Monday, September 1, 2014

The Great Commoner: William Jennings Bryan and the US presidential campaign of 1896

Presented to the Club by Roger B. Linscott (date of presentation unknown — sometime in the 1960s or 1970s). Roger was, for many years, the associate editor of The Berkshire Eagle, Pittsfield's daily newspaper. He won the Pulitzer Prize for his editorial writing in 1973, and died in 2008 at the age of 88, having been a member of the Club since 1950. We are indebted to Roger's daughter, Wendy Lamme, for a treasure trove of Roger's Monday Evening Club papers.

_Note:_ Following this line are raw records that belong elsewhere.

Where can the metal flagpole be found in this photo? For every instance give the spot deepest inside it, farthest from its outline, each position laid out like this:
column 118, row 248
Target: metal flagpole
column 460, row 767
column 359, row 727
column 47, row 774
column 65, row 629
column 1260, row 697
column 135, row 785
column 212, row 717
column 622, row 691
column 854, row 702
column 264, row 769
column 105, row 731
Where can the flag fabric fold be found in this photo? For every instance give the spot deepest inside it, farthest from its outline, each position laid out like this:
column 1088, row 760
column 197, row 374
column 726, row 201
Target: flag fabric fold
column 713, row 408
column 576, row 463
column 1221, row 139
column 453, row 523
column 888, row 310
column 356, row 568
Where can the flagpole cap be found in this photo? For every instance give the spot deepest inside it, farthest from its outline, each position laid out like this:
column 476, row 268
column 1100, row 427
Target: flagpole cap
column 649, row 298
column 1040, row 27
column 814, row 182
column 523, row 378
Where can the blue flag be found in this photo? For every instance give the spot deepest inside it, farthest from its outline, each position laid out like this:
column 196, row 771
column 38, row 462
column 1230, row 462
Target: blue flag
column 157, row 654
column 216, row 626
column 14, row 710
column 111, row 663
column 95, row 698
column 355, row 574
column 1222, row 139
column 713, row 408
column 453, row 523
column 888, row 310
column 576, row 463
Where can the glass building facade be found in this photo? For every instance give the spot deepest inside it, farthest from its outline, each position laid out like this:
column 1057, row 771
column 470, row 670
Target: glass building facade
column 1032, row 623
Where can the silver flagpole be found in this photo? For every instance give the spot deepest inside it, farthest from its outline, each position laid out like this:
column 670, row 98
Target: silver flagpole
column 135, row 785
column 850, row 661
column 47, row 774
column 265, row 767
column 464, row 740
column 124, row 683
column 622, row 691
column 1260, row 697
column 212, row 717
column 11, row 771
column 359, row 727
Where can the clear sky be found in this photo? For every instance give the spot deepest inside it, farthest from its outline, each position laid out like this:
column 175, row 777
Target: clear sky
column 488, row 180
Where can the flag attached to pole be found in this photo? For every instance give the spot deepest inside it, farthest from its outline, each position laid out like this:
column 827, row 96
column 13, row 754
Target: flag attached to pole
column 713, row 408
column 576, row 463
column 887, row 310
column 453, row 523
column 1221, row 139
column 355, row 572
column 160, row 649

This paper is principally the story of a political campaign. But no member of the Club need tremble for fear that our unwritten injunction against political topics will be breached. Just as a statesman has been defined a dead politician, so can history be pictured as the politics of yesterday. The presidential campaign I propose to discuss is not the one that engaged our attentions so thoroughly last fall, but rather a campaign far enough removed in time to be labeled history rather than politics — so far removed, in fact, that no person here tonight is old enough to have known at first hand the enormous flood of passion and prejudice which it unleashed throughout the land.

To me, the presidential contest of 1896 has always seemed the most exciting of all our presidential campaigns, and in many respects the most significant as well. It drew a dividing line through the nation's history; it marked the last stand of agrarianism against an inexorably rising industrialism; and it marked the dramatic emergence of an arresting new personality bursting like a meteor on the American scene. This political meteor was, of course, William Jennings Bryan — Bryan the Boy Orator, the Great Commoner, the young crusader from the prairies of Nebraska who, in one magnificent flight of oratory, expressed so powerfully the dissatisfaction of the economically disenfranchised that he was catapulted overnight from obscurity to fame and, very nearly, into the White House.

It is difficult for us today to understand the tremendous impact that Bryan made upon America in that fateful year. Our judgment of him is too heavily weighted by his later follies and failures. He lived too long; he talked too much; he ran for president too often; he embraced too many foolish causes. When he finally died in 1925, it was in Dayton, Tennessee, where he had just suffered his last and most ignominious defeat, in the celebrated Scopes trial, at the hands of Clarence Darrow. His pathetic attempt to defend Bible Belt fundamentalism against the forces of scientific progress had destroyed what standing he still had with the new generation. H. L. Mencken spoke for most of the intelligentsia when, on the day after Bryan's death he wrote: "He was born with a roaring voice, and it had the trick of inflaming halfwits. His whole career was devoted to raising those halfwits against their betters, that he himself might shine."